NORTH RIDGEVILLE — Officers had an unexpected overnight visitor Friday, taking care of a resident’s dog after he was transported to a local hospital.
Lt. Tony Lee, the nightshift supervisor, said the day shift had brought in their station guest, Jasmine, after her elderly owner was taken to the hospital and there was no one available to care for her. Officers put Jasmine in a cage the department keeps in the garage for such occasions.
But they quickly found Jasmine wasn’t happy with the arrangement. Lee said he checked on her Friday evening and said she’d destroyed a hard plastic food bowl and had bent the metal bars of the cage by chewing on them.
“She was determined to get out of the cage — she just hadn’t made it yet,” Lee said. “So obviously at that point we took her out, because she’d already started to hurt her paws and her mouth so we were afraid she was really going to tear herself up. So we took her out and brought her in with our dispatchers and they just kind of dog-sat for the night.”

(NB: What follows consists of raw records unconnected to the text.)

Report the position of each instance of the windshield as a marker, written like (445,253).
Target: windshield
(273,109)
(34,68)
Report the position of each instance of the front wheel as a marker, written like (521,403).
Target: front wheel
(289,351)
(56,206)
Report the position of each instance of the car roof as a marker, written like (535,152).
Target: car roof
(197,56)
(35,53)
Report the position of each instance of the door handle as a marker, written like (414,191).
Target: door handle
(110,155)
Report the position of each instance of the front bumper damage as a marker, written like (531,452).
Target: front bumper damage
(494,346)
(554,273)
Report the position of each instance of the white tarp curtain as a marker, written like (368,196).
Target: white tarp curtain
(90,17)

After the dispatchers left for the evening, officers filing paperwork and reports found a new friend curled at their feet. Lee said she wasn’t much of a bother and was friendly around people, lifting her head up to be petted by passers-by. Even in the short periods she was left alone in the station, Jasmine was content.

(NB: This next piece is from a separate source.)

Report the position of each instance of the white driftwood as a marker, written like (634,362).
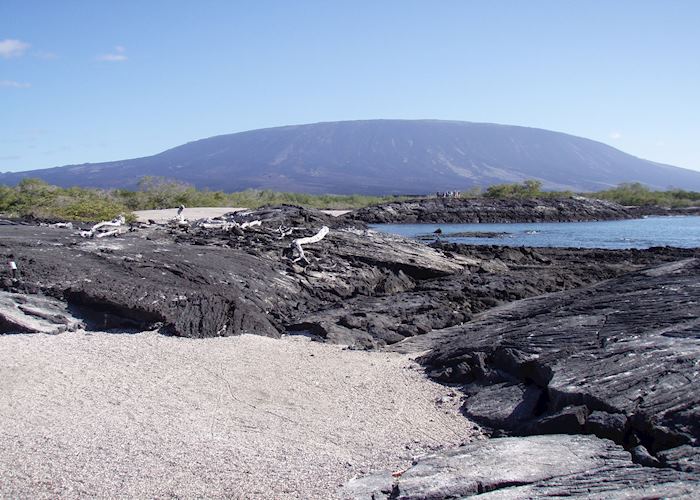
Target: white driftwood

“This dog, you could tell she was not happy about being in a cage,” he said. “But as soon as we brought her in, perfectly content. Laid right now, was relaxed, wanted to be with people. I think it was more of separation anxiety if I had to guess.”

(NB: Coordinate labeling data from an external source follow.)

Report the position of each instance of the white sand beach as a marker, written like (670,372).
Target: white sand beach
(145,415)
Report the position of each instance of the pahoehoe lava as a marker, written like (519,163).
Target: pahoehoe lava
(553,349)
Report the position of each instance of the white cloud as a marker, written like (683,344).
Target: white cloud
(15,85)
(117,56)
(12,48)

Lee said it’s not unheard of for officers to bring a dog into the station, but it is rare.
“I remember one time we had one back there and it actually kept hitting the cage with its paw until it had gotten the locks to like unlatch and got out of the cage and was running around our garage,” he said, laughing. But the majority of the department’s overnight guests stay in the cage, he said.
North Ridgeville police usually hold dogs 24 to 48 hours in-house before turning them over to the county kennel. For lost dogs, an officer in the department is quick to post their pictures to social media, resulting in roughly 90 percent of found dogs being returned to their owners, Lee said.
Jasmine’s story was a little different, but it still made it to the department’s social media.
“She just laid at everyone’s feet, got pet a lot, and ate treats. Not a bad life,” the post said. “… Hopefully we didn’t spoil her too much.”
Lee said after Jasmine spent roughly 18 hours at the station, officers were able to contact a family member of her owner and the pair were reunited.